Scoring Configuration

Attribute Scores

As described in the Matching Engine architecture article, scoring is the process whereby a blocked record has its properties/attributes compared and scored between the $input and $block records. Attribute scores, like blocks in the blocking configuration are displayed in an accordion control.

Each scored attribute contains:

  • An explain diagram of the particular blocking instruction. The instructions are shown as a flow diagram (from left to right) and illustrate the logic of the attribute scoring process.

  • The attribute identifier (optional) which is used in logs and by other attributes to refer to the attribute decision logic.

  • The property(ies) which are extracted and used as the initial source data for the attribute.

  • The null handling condition which dictates how missing data should be handled.
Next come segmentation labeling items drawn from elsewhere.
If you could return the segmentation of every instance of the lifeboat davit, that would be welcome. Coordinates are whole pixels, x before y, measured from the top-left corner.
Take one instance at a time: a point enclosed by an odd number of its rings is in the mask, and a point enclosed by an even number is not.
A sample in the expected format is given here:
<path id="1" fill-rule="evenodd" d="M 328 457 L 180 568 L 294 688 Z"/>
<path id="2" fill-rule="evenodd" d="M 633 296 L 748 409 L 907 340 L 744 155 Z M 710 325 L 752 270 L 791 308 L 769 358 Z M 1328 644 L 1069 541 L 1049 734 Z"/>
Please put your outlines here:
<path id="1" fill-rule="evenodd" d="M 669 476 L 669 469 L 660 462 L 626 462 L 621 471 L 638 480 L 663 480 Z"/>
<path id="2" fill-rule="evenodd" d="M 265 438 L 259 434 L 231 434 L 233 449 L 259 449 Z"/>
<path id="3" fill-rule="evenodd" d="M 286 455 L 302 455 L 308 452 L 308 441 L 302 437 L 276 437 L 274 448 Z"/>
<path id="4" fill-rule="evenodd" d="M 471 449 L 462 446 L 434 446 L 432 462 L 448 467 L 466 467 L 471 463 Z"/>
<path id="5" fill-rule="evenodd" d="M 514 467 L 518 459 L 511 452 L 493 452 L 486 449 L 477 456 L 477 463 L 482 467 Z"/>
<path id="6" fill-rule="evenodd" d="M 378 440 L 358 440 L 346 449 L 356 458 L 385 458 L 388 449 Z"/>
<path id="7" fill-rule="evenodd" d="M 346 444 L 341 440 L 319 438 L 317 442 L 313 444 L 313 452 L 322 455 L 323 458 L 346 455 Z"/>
  • The transforms (if any) which are applied to the input values prior to assertion evaluation.

  • The evaluation / assertion which is made.

  • The scoring information such as the M and U values and the match and non-match weights.

  • Any partial scoring methodology applied to score.

Editing Attributes

Users can edit the scored attribute list to modify scored attributes and/or add new attributes to the configuration.

New attributes for scoring can be added with the Add Scored Attribute button and removed with the Remove Scored Attribute button on each attribute. A match configuration must contain at least one scoring statement.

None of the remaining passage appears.